Julia—It's not going anywhere in our opinion. Just the paquete being present at all, providing access that isn't nationalized, is a political gesture. One thing that's worth clarifying is that the paquete helps the government as well. One of the reasons that the State doesn’t shut paquete operations down, is that it serves a purpose in mitigating the lack of media and material. There is access, it's just a different kind of access and it's controlled . So it's very complicated because it's a political gesture, but it's also a question of who it's helping and who it's hurting.

 

Nestor—It's very easy to control the paquete.

 

Julia—Because it's a finite amount of stuff.

 

Nestor—Exactly. The paquete also doesn't include pornography or political content to reduce the likelihood of government intervention.

 

"Every single day this guy's biggest problem is that he has to turn away flocks of teenagers who come with USB sticks filled with their own content."

 

Benjamin—There are Cuban YouTubers that are popping up now, through the paquete. How did this start out, and where is there place in Cuba?

 

Julia—There are a couple of what Nestor and I are calling "micro-phenomena," within the phenomenon of “El Paquete.” There are these little groups where interesting things are happening that are very particular to the platform. For example a Cuban YouTuber group is emerging right now. There is an area on the paquete with a folder of web shows, which typically includes different YouTube celebrities with large international fan bases. Because that content is included in the paquete there is a familiarity with this type of storytelling, and the aesthetics and rhythm of this type of video. Now, a community of mostly teenage Cubans who have gotten really excited about that format and have started creating their own material in that “YouTube style.” What's super interesting about this is that a lot of these videos are never uploaded to the internet, so they are YouTubers that live offline in this very well-developed network that's not broadcast outside of Cuba. We worked with the group that creates the “OMEGA” paquete, to create our archive and they told us a couple weeks ago when we were at their offices, that they literally cannot keep up with the demand of YouTubers. Not from a consumer side, but from a provider side. Every single day this guy's biggest problem is that he has to turn away flocks of teenagers who come with USB sticks filled with their own content. They want him to put their content in the paquete, and of course there is only so much space because it can't be more than a terabyte. There are way too many Cuban teenage "YouTubers" to be able to accommodate them all.

 

Nestor—Normally the teenager wouldn't need to pay anything to show his material, but it’s just the evolution of the YouTuber.
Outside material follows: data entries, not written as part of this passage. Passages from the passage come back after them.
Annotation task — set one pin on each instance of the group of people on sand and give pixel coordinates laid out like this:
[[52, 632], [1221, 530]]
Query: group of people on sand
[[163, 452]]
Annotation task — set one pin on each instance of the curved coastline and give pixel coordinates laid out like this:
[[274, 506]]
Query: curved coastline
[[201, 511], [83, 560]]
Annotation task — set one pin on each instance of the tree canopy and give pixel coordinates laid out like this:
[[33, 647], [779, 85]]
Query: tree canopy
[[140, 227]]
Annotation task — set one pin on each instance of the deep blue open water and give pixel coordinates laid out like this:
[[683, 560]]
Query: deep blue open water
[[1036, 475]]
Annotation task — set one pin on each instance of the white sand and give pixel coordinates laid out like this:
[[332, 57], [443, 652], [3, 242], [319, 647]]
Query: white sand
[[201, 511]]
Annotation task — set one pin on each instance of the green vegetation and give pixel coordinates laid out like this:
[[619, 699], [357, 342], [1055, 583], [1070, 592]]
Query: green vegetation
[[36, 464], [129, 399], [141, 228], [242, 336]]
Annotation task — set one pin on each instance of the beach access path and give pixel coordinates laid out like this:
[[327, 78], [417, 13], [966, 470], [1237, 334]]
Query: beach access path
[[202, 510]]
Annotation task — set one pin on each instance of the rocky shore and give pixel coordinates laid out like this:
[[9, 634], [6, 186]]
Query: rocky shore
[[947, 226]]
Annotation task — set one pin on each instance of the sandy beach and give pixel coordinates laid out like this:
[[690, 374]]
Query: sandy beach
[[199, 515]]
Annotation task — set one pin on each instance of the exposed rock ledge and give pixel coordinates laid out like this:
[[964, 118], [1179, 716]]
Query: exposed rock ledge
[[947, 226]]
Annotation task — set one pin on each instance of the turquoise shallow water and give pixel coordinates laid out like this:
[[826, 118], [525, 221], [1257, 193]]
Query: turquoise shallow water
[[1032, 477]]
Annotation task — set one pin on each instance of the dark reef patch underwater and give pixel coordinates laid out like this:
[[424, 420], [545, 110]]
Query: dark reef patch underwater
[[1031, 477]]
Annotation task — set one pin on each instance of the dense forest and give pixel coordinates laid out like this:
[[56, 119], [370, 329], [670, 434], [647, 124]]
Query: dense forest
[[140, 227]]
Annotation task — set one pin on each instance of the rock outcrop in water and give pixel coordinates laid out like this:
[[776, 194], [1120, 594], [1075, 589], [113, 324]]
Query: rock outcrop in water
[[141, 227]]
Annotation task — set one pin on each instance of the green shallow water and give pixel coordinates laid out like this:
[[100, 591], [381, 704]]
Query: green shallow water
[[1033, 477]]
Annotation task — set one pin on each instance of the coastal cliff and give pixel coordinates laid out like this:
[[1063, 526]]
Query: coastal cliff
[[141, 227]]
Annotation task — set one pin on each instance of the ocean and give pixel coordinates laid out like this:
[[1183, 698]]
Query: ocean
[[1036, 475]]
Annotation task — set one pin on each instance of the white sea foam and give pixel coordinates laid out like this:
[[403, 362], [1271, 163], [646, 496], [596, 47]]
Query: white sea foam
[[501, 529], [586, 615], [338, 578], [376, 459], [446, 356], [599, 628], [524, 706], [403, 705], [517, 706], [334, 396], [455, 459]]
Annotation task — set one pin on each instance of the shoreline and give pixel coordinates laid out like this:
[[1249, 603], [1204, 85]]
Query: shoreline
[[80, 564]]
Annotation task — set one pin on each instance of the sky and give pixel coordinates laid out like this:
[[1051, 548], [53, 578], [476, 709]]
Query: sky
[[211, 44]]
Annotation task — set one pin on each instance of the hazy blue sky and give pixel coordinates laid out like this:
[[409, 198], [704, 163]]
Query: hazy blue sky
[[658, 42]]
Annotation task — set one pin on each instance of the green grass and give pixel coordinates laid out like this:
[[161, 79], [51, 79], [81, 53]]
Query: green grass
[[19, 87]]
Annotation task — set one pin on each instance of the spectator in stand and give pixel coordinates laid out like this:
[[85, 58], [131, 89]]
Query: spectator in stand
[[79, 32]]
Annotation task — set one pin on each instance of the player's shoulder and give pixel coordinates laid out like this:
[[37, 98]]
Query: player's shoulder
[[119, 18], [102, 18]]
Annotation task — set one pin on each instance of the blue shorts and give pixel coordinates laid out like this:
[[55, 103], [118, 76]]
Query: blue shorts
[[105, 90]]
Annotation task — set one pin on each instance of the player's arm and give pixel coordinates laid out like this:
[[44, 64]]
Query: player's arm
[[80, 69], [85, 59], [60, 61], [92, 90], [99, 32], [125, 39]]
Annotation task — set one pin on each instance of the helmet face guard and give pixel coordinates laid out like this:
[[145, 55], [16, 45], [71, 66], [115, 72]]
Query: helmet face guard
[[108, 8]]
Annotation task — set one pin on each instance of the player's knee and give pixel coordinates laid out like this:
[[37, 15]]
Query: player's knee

It's very interesting because, normally online you would just receive comments on the YouTube page, but since this is through the paquete, they include their personal phone number on the video and the YouTuber will receive comments directly to their cell phone or their email

 

Julia—It's like, "Leave me a text!" instead of a comment.

 

Nestor—It's a way to communicate with different teenagers in other countries. It's a phenomenon in development right now.

 

Julia—Nestor’s partner, Yainet Rodríguez, is actually the principal specialist of a museum in Havana, and she said that teenagers came to the museum, and somebody asked “What do you want to be when you grow up?” And a lot of the teenagers said, “I want to be a YouTuber."